A mental model that holds up

I think of a vector database as a search engine for meaning rather than words. A keyword index answers “which documents contain these tokens.” A vector index answers “which documents are about the same thing as this query.” Those are complementary, not competing, which is why the strongest systems I have built use both at once and merge the rankings.

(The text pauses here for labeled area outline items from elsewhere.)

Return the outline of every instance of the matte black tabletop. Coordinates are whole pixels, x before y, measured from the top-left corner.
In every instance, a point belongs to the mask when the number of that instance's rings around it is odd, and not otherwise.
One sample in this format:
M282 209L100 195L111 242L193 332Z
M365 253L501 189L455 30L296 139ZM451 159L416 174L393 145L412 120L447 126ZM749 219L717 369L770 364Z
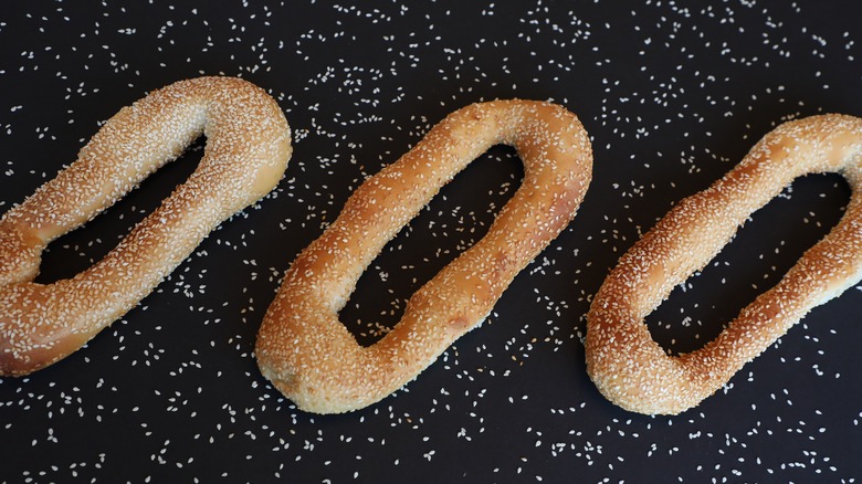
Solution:
M284 109L276 190L222 224L85 348L0 379L0 481L853 482L862 476L862 286L813 309L676 417L608 402L585 315L674 202L784 120L862 116L862 3L11 2L0 9L0 212L75 159L120 107L233 75ZM404 389L348 414L298 411L260 375L257 328L293 257L359 182L446 114L550 99L593 144L576 219L487 320ZM98 260L193 170L203 141L53 242L40 282ZM496 147L371 264L340 316L365 344L476 241L523 175ZM800 178L646 319L702 346L839 220L838 175Z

The embeddings carry the semantics. The index makes search fast at scale. The metadata filters keep results relevant to the actual user. Once those three pieces clicked for me, the rest of the field stopped feeling like magic and started feeling like engineering.

Where this leads

The reason vector databases exploded in popularity is that they are the storage layer underneath retrieval augmented generation. When you want a language model to answer questions about your own documents, you embed those documents, store the vectors, and retrieve the relevant ones at query time. I walk through that entire pattern in building RAG systems with vector databases, and it builds directly on everything here. If you want the broader picture of how this fits into shipping real systems, my write up on practical AI engineering covers the surrounding decisions.

Start by generating a few embeddings and printing the similarity scores yourself. Seeing related sentences score high and unrelated ones score low does more to build intuition than any diagram. Everything else is detail on top of that one idea.